Efficient Candidate-Free R-S Set Similarity Joins with Filter-and-Verification Trees on MapReduce
Yuhong Feng, Fangcao Jian, Yixuan Cao, Xiaobin Jian, Jia Wang, Haiyue Feng, Chunyan Miao
TL;DR
The paper tackles the scalability bottleneck of exact R-S set similarity joins by eliminating candidate generation through a candidate-free framework built on filter-and-verification trees (FVT) and its Linear variant (LFVT). It introduces single-stage CF-RS-Join algorithms and distributed MR-CF-RS-Join variants that perform filtering and verification concurrently in memory, augmented by load-aware data partitioning and dynamic-programming-based partitioning.

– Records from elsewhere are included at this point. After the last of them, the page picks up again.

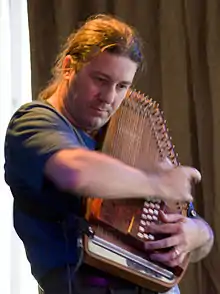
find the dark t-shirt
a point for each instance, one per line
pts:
(35, 132)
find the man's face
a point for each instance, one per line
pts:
(98, 89)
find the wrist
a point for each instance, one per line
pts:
(205, 232)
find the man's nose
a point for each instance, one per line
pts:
(108, 96)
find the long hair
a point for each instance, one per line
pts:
(99, 33)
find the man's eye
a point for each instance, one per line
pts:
(122, 86)
(100, 79)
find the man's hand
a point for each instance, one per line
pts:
(185, 235)
(174, 183)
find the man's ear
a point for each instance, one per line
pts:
(68, 67)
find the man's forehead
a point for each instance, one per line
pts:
(113, 66)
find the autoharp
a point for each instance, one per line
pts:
(138, 136)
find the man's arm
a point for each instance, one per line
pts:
(98, 175)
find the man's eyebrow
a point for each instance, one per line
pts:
(109, 77)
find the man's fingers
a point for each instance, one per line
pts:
(193, 174)
(171, 218)
(163, 243)
(166, 164)
(163, 228)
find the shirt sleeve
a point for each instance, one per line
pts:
(35, 133)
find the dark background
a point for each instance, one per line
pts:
(182, 45)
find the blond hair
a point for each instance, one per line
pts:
(100, 32)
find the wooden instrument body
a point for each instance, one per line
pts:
(137, 135)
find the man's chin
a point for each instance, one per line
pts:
(97, 123)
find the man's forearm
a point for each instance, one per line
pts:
(206, 232)
(97, 175)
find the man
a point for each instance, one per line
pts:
(51, 164)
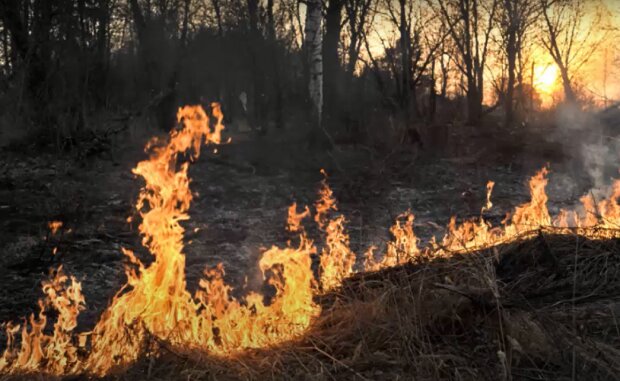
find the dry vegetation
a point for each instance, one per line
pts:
(536, 309)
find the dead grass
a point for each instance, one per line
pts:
(537, 309)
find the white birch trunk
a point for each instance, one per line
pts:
(313, 45)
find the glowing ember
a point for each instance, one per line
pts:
(155, 303)
(54, 226)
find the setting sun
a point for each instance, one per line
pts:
(545, 78)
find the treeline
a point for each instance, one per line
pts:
(346, 66)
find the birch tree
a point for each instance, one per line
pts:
(470, 24)
(570, 37)
(313, 46)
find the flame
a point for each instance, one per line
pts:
(294, 218)
(53, 354)
(155, 303)
(154, 306)
(54, 226)
(337, 259)
(403, 248)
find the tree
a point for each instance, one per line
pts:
(515, 19)
(331, 61)
(314, 58)
(569, 37)
(470, 24)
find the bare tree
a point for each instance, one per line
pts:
(570, 37)
(312, 47)
(470, 24)
(331, 60)
(515, 19)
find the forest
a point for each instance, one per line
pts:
(309, 189)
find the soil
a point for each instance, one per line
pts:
(241, 197)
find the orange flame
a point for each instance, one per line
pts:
(155, 303)
(54, 226)
(294, 218)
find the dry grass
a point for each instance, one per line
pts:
(537, 309)
(544, 308)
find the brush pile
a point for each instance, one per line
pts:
(536, 309)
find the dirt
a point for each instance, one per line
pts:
(239, 208)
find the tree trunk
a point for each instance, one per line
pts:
(312, 47)
(331, 61)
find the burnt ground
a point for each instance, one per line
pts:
(241, 198)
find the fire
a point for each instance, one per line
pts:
(402, 249)
(294, 218)
(337, 259)
(54, 226)
(154, 306)
(545, 82)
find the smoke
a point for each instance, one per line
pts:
(590, 137)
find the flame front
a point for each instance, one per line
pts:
(155, 302)
(155, 305)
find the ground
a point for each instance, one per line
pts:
(241, 196)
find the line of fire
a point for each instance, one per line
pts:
(309, 189)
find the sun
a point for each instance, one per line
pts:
(545, 78)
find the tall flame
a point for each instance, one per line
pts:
(154, 305)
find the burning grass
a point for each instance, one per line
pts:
(484, 302)
(544, 307)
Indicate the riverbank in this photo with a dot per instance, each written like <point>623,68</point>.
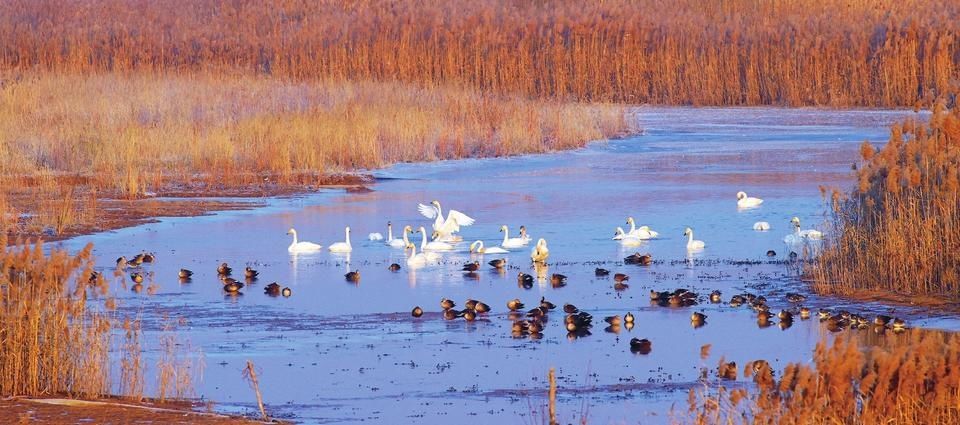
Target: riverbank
<point>87,153</point>
<point>47,410</point>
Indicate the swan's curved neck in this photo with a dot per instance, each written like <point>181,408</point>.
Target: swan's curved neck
<point>439,220</point>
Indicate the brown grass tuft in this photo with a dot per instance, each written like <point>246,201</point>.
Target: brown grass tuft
<point>51,340</point>
<point>803,52</point>
<point>899,230</point>
<point>902,379</point>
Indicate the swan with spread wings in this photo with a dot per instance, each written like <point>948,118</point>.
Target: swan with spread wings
<point>446,227</point>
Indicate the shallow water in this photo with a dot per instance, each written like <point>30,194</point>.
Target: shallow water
<point>337,351</point>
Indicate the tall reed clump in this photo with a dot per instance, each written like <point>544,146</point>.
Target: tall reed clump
<point>51,340</point>
<point>134,130</point>
<point>905,379</point>
<point>743,52</point>
<point>899,230</point>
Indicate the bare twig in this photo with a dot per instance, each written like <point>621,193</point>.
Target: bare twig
<point>251,374</point>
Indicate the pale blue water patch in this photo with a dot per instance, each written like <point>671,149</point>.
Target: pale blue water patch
<point>339,351</point>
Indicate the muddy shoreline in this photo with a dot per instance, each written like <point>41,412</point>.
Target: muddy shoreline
<point>111,410</point>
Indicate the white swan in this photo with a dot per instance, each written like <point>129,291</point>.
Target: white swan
<point>743,201</point>
<point>433,245</point>
<point>397,243</point>
<point>642,232</point>
<point>509,242</point>
<point>480,249</point>
<point>806,234</point>
<point>794,238</point>
<point>523,235</point>
<point>416,260</point>
<point>625,239</point>
<point>540,252</point>
<point>342,246</point>
<point>446,227</point>
<point>692,244</point>
<point>302,246</point>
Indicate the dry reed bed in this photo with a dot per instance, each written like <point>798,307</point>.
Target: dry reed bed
<point>59,323</point>
<point>912,378</point>
<point>67,141</point>
<point>899,230</point>
<point>51,340</point>
<point>804,52</point>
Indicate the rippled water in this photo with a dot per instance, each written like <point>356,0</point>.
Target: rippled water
<point>337,351</point>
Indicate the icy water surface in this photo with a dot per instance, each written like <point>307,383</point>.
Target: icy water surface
<point>340,352</point>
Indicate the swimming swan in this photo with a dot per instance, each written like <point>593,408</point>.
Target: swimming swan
<point>806,234</point>
<point>397,243</point>
<point>342,246</point>
<point>625,239</point>
<point>642,232</point>
<point>434,245</point>
<point>302,246</point>
<point>523,235</point>
<point>416,260</point>
<point>540,252</point>
<point>743,201</point>
<point>448,226</point>
<point>509,242</point>
<point>479,249</point>
<point>692,245</point>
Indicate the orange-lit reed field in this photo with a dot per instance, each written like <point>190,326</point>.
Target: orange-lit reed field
<point>904,379</point>
<point>743,52</point>
<point>58,322</point>
<point>52,342</point>
<point>898,232</point>
<point>67,140</point>
<point>132,126</point>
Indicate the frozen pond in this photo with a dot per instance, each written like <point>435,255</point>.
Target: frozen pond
<point>337,351</point>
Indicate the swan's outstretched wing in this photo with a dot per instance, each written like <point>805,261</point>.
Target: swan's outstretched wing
<point>428,211</point>
<point>462,219</point>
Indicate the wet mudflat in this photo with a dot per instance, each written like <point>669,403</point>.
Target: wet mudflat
<point>340,351</point>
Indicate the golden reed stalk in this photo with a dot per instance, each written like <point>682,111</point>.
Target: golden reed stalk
<point>743,52</point>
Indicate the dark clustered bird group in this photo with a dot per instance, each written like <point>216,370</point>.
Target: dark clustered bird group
<point>835,321</point>
<point>231,286</point>
<point>531,323</point>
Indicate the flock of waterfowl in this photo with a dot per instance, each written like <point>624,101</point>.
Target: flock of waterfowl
<point>531,323</point>
<point>224,272</point>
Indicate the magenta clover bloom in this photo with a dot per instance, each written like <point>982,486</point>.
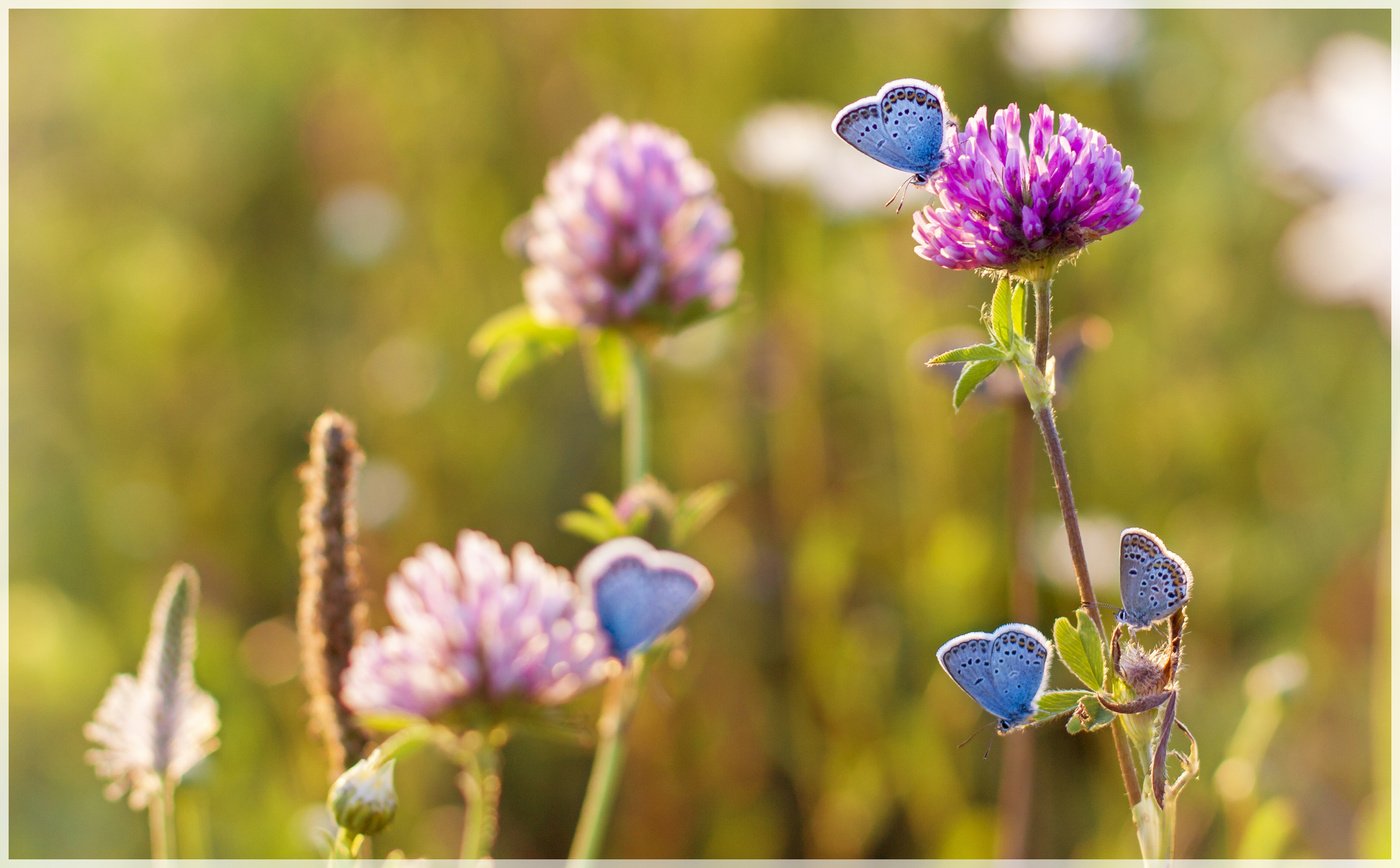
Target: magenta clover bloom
<point>475,625</point>
<point>1022,213</point>
<point>629,230</point>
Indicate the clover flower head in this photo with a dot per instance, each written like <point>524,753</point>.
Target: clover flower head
<point>629,230</point>
<point>1022,212</point>
<point>1145,671</point>
<point>363,798</point>
<point>476,625</point>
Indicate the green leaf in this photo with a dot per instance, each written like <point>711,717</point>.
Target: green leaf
<point>970,378</point>
<point>590,525</point>
<point>1001,312</point>
<point>977,352</point>
<point>697,508</point>
<point>605,360</point>
<point>1018,310</point>
<point>601,506</point>
<point>388,721</point>
<point>1088,717</point>
<point>1075,657</point>
<point>1092,646</point>
<point>504,366</point>
<point>409,739</point>
<point>1053,703</point>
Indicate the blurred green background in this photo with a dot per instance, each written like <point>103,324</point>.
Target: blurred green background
<point>223,223</point>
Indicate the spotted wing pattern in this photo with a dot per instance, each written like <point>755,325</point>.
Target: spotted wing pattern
<point>900,126</point>
<point>1154,581</point>
<point>1004,671</point>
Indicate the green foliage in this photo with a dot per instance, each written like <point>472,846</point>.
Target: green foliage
<point>970,378</point>
<point>977,352</point>
<point>1081,650</point>
<point>605,360</point>
<point>514,343</point>
<point>599,521</point>
<point>696,508</point>
<point>1088,717</point>
<point>685,513</point>
<point>178,319</point>
<point>1053,703</point>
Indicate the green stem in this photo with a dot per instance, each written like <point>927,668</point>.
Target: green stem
<point>160,825</point>
<point>636,422</point>
<point>480,784</point>
<point>345,849</point>
<point>1045,419</point>
<point>602,781</point>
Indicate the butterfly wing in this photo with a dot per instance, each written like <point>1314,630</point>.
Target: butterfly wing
<point>860,125</point>
<point>1154,581</point>
<point>912,114</point>
<point>968,661</point>
<point>1019,669</point>
<point>636,604</point>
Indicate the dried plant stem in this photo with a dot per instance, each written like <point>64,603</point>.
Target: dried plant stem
<point>161,812</point>
<point>613,723</point>
<point>620,699</point>
<point>331,611</point>
<point>636,423</point>
<point>1045,419</point>
<point>480,784</point>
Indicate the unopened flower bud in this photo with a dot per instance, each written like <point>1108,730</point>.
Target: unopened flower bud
<point>363,800</point>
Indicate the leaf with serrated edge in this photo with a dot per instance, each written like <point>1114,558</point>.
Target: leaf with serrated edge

The approach yields significant performance gains over state-of-the-art baselines across seven real-world datasets, including substantial reductions in I/O, memory, and disk usage. This work enables scalable exact R-S joins on large datasets and provides a practical MapReduce solution with strong data- and cluster-scale efficiency.
Abstract
Given two different collections of sets R and S, the exact R-S set similarity join (R-S Join) finds all set pairs with similarity no less than a given threshold, which has widespread applications. Existing algorithms accelerate large-scale R-S Joins using a two-stage filter-and-verification framework along with the parallel and distributed MapReduce framework, however, they suffer from excessive candidate set pairs (candidates), leading to significant I/O and verification overhead. This paper proposes novel candidate-free R-S Join (CF-RS-Join) algorithms that integrate filtering and verification into a single stage through the filter-and-verification tree (FVT) and its linear variant (LFVT). First, CF-RS-Join with FVT (CF-RS-Join/FVT) is proposed to leverage an innovative FVT structure that compresses elements and associated sets in memory, enabling single-stage processing that eliminates candidate generation, enables fast lookups, and reduces database scans. Correctness proofs are provided. Second, CF-RS-Join with LFVT (CF-RS-Join/LFVT) is proposed to exploit a more compact Linear FVT, which compresses non-branching paths into single nodes and stores them in linear arrays for optimized traversal. Third, MR-CF-RS-Join/FVT and MR-CF-RS-Join/LFVT are proposed to extend our approaches using MapReduce for parallel processing. Extensive experiments have been conducted on the proposed algorithms against state-of-the-art (SOTA) baselines in terms of execution time, scalability, memory usage, and disk usage. The results show that MR-CF-RS-Join/LFVT outperforms the runner-up by up to 1.37x-15.78x on 7 real-world datasets.